More advanced techniques with the table saw configuration
Rabbets (or rebates if you're in the UK), are grooves running along either the end or the edge of a piece of stock, and provide a lot of glue surface for strong joinery.  This is a very important technique to know how to perform properly.  This assignment uses a 3/4" thick lumber, 3" wide and 30" long.  The edge rabbet is 3/8"x3/8" while the end rabbet is 3/4"x1/2".  Two different techniques are demonstrated.

To make the edge rabbet, first set the table so the blade extends 3/8".  Move the fence so that it is located 3/8" from the outside tooth of the blade.  Press the edge of the stock firmly against the fence, and make the cut.  Since this is not a through cut, the upper saw guard must be removed, so take extra precautions to keep your hands away from the blade.  To quote Matt Vanderlist, "Fingers and thumb, don't be dumb!"  Power off the machine, move the fence so that it is located 3/8" from the inside tooth of the blade.  Press the uncut face of the stock firmly against the fence, and make the cut.  This will remove a thin section of wood from the edge of your stock on the outside of the blade, so you should be safe from dangerous kickback, but stay out of the way to be safe.

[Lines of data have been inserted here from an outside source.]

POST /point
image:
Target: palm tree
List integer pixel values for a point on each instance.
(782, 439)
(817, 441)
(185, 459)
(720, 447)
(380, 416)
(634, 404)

I use a combination square for setting blade height and close-to-the-blade fence placement

Setting blade height

Setting fence position for first cut.  Measured from outside tooth of blade.

Make first cut in face of stock.  No guards, so be careful.

Fence adjusted, uncut face against fence.

What a pretty rabbet!
To make the end rabbet, I used this same piece, and used the uncut edge against the miter gauge.  The assignment called for a fresh piece of lumber, but I didn't see a good reason to cut of another piece of stock.  Table height was adjusted to 1/2" and fence was set at 3/4" from outside tooth of saw.  Holding the stock in the miter gauge, and butted against the fence the first cut was made.  The stock was then moved over the thickness of the blade (in my case I shifted the stock to the left, but it depends on which side of the blade your fence is on), and another cut was made.  Lather, rinse, repeat until the edge of the stock is reached.

Blade height

Fence and stock in position, held firmly against miter gauge.

Start of second cut

Repeat until all waste wood is cleared out.
I'm beginning to feel a bit more comfortable with these sawing techniques, but I made sure to practice both methods of making rabbets several times.  I think I'll get the hang of this!  More assignments on technique coming soon!

Part 2 and Part 3 now available!


  1. I remember going through all these project when I got my first SS back around 1983, brings back the thrill of having my new tool for the first time.
    Love my two ss and use them nearly every day.
    One of my favorite first projects was the ss train and cars.

    1. The train engine and a nice table clock are the two projects with which they demonstrate all 7 functions of the Mark 7. I might have to give the clock a try at the end of this series!